Come non citare "When Vegans attack" o "Mr. Shiny cadillackness", ibridi di cadenze pulsanti e nero sarcasmo che i Clutch sanno fare così bene, ed ancora le scintillanti geometrie orecchiabili di "Child of the city" e "Opossum minister", canzoni che non è folle immaginare ben piazzate in classifica se solo qualcuno le portasse all'attenzione del grande pubblico.
Dietro a tutto questo c'è una band inossidabile, illuminata da un chitarrista incisivo, misurato e sottovalutato come Tim Sult e dal carismatico Neil Fallon. Costui è un raro esempio di vocalist-camaleonte, capace di immedesimarsi con la medesima efficacia in un grezzo rocker o nel suadente crooner da pianobar, oppure nel bluesman, nel cantore romantico e perfino all'occorrenza nel rapper all'ultima moda. Un personaggio che può reggere il confronto con icone quali Wyndorf o Garcia.
Per una volta anche la produzione è al top visto che è stata affidata ad un guru come Joe Barresi, che ha evitato i moderni suoni tecnologici esaltando invece brillantemente l'essenza live del gruppo.

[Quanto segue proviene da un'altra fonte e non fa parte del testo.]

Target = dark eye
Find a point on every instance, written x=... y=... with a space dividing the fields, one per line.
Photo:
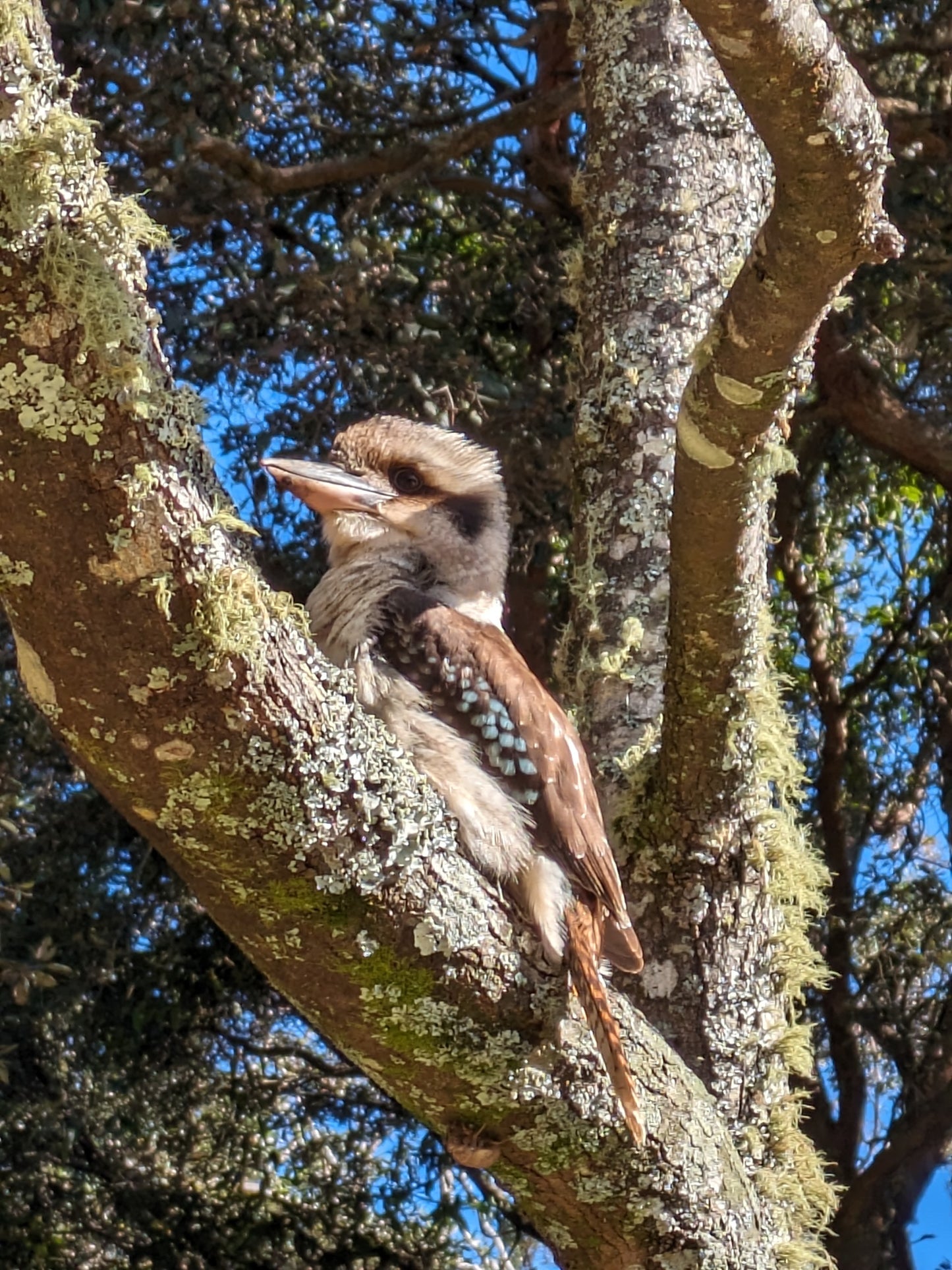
x=406 y=480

Si potrebbero dire altre cose, ma darebbe l'impressione che si stia parlando di un disco importante. Magari uno che riduce l'ultimo celebrato QotSA a lagnosa musica per lattanti e che i nomi di tendenza neppure si sognano di realizzare. Invece il discorso riguarda una formazione che in due decadi non ha mai sfondato e certo non lo farà con il presente lavoro.
I Clutch sono e restano un'eterna promessa di qualcosa, dei maturi veterani condannati a vita alla parte degli emergenti.
Non ha smosso nulla neanche la tanto pretesa ed idolatrata "evoluzione stilistica", mito dei critici esteti, che loro hanno compiuto per davvero. Dagli esordi vicini all'hardcore alla travolgente "pure rock fury" di oggi, la strada è piuttosto lunga. Ma quando ai potenti media di te non frega nulla, forse perché non ti prostri al loro cospetto o non cambi look ad ogni stupida nuova moda, ottieni quattro frasi svogliate solo all'uscita di un disco e poi passi nel dimenticatoio. E se alle spalle non hai almeno una promozione capillare, allora fattene una ragione e continua a suonare per il piacere di farlo.
L'anonimo scriba della rete non ha liquidato i Clutch con le solite due righe d'ordinanza ed è in pace con la coscienza, magra consolazione ma meglio che niente. Certo non cambierà la situazione, ma credo che per Fallon e soci non sia più un traguardo né una necessità.
Chi li conosce si procuri il nuovo rifornimento di rock per il corpo e la mente, un disco nel quale la band ha dato come sempre il massimo di sé stessa. Per gli altri vale il solito invito a vuoto ad avvicinarsi al gruppo, non un fenomeno né un gigante del rock, ma senz'altro uno dei suoi migliori interpreti oggi in circolazione.
Ennesima scommessa vinta, a beneficio di pochi intimi.